Der Eduard-Pfeiffer-Platz hat schon jetzt seine schönen Ecken. Die Steinbänke neben dem Trinkwasser-Brunnen und dem Denkmal sind besonders begehrt. An diesem Platz, der eigentlich eine große Kreuzung von fünf Straßen ist, geben sich die Menschen aber auch mit Behelfsplätzchen zufrieden. So setzen sich die Familien auf die Gehsteigkante, um das Eis der noch recht neuen, aber schon legendären Schleckerei zu genießen. Sie hocken in Hauseingängen und auf Fenstersimsen, es wuselt überall an diesem warmen April-Nachmittag.
Vom gelben Tischchen mit den zwei Klappstühlen vor seinem Salon hat Mariusz Kloz einen guten Blick auf das Treiben. Der Friseur, der erzählt, dass er in Polen geboren und aufgewachsen ist, schneidet hier seit mehr als 30 Jahren Haare. Man muss aber nicht unter die Schere, um einen Kaffee aufs Haus zu bekommen, wie eine Tafel am Eingang verspricht.

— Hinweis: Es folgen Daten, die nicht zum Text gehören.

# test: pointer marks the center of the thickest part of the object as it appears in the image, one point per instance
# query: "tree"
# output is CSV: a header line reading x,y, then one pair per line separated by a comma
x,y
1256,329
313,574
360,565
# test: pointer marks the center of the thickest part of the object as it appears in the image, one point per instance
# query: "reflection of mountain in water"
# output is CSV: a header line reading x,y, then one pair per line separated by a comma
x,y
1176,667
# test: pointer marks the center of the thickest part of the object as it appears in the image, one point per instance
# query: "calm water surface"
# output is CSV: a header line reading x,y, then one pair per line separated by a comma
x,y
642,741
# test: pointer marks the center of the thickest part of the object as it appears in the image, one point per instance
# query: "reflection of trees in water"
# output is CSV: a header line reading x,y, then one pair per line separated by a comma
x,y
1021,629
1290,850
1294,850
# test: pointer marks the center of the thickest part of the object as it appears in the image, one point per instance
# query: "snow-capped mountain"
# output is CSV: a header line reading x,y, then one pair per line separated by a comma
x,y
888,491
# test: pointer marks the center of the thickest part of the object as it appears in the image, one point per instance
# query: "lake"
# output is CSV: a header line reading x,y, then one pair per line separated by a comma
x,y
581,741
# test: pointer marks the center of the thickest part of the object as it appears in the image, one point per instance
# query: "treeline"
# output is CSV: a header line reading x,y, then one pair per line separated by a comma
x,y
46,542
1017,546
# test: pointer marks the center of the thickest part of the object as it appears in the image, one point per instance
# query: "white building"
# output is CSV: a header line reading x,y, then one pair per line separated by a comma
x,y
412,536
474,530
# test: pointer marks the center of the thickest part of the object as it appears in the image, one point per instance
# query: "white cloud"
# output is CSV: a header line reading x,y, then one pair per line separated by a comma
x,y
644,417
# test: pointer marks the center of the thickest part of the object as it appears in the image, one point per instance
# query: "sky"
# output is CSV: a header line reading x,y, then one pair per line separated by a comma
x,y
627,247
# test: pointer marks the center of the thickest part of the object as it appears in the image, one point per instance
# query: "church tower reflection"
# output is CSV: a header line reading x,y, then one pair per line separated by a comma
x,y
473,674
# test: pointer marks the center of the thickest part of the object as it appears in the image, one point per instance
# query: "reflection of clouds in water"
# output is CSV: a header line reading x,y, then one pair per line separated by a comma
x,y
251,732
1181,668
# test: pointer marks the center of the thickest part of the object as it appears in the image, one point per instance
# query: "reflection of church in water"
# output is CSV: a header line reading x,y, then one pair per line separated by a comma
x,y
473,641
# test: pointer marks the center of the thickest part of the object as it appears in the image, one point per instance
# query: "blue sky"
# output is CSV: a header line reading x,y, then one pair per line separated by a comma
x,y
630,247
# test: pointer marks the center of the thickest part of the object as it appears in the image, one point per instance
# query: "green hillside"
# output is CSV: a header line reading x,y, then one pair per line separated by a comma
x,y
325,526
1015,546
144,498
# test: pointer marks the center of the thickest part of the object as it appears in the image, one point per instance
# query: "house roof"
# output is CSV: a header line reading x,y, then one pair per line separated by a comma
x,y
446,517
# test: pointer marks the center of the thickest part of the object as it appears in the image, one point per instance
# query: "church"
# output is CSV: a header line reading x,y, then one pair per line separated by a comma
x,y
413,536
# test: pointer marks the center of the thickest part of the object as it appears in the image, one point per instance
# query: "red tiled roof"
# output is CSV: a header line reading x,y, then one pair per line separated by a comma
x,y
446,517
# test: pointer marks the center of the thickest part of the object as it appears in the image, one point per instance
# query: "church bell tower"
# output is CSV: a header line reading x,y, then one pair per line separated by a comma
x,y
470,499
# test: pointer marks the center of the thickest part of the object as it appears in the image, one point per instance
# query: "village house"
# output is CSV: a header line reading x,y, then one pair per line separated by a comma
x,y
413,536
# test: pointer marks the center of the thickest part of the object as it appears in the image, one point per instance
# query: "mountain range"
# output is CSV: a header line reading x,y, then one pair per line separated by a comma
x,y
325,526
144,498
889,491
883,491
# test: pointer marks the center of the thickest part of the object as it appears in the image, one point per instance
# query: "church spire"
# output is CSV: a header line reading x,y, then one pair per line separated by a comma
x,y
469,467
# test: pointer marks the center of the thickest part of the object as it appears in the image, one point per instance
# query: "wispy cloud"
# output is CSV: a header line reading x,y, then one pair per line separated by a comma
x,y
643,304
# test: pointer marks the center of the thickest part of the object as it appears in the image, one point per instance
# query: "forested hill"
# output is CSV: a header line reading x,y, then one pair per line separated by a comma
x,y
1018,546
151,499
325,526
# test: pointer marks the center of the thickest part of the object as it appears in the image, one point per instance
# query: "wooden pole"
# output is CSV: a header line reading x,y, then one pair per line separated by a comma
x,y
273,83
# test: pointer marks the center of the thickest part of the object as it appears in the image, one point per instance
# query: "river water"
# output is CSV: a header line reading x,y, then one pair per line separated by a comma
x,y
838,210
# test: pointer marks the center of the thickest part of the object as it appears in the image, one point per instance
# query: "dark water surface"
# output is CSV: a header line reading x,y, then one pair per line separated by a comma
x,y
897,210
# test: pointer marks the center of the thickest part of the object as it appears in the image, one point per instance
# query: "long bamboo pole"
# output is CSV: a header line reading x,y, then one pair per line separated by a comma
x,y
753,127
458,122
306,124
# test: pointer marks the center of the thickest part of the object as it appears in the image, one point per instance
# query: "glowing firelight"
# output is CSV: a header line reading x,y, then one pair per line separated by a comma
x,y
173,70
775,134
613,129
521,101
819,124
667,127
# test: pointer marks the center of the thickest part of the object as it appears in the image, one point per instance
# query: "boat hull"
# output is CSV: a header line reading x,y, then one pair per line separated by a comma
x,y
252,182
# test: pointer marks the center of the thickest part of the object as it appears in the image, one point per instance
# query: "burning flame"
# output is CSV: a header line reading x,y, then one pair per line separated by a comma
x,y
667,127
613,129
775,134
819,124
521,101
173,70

Sieben bis neun Parkplätze weniger
„Ich bin dafür, etwas zu ändern, ich finde Neues immer gut“, sagt der Friseur. „Auch wenn ich ein paar Jahre eine Baugrube sehe. Es würde die Gegend beleben.“ Was Kloz meint, sind die Pläne, aus der Ostheimer Kreuzung einen echten Platz zu machen. Weil dafür aber den Autofahrern sieben bis neun Parkplätze abgeknapst werden sollen, kocht die Stimmung in der Siedlung an manchen Stellen hoch. Es hat sich eine Gegnergruppe formiert, aus Fenstern an der Neuffenstraße hängen gelbe Banner mit Sprüchen wie „Wir sagen Nein“ oder „Stoppt Umgestaltung“.
Unter Stadtplanern ist es derweil landauf, landab ein Thema, dass Städte sich verändern sollten; angesichts steigender Temperaturen und Starkregen durch den Klimawandel sind Konzepte von der blau-grünen Stadt in Fachkreisen längst in aller Munde. Gemeint ist damit: weniger versiegelte Fläche und mehr Bäume, um die Sturzfluten eines Extremwetters besser an Ort und Stelle zu halten – damit das Wasser an heißen Tagen zur Abkühlung wieder verdampft. Die Idee dahinter: die Stadt als Schwamm.
Beispiel ist auch der Bismarckplatz in Stuttgart
Auch in Stuttgart soll sukzessive Asphalt gegen Grün getauscht werden. „Bei sämtlichen Neubau- und Umgestaltungsmaßnahmen im öffentlichen Straßenraum prüfen wir generell, ob und wie die Prinzipien des Schwammstadt-Konzepts umgesetzt werden können“, sagt ein Sprecher der Stadt. Einige Plätze befänden sich in der Planung, wie der Bismarckplatz oder der May-Ayim-Platz alias Gutenbergplätzle.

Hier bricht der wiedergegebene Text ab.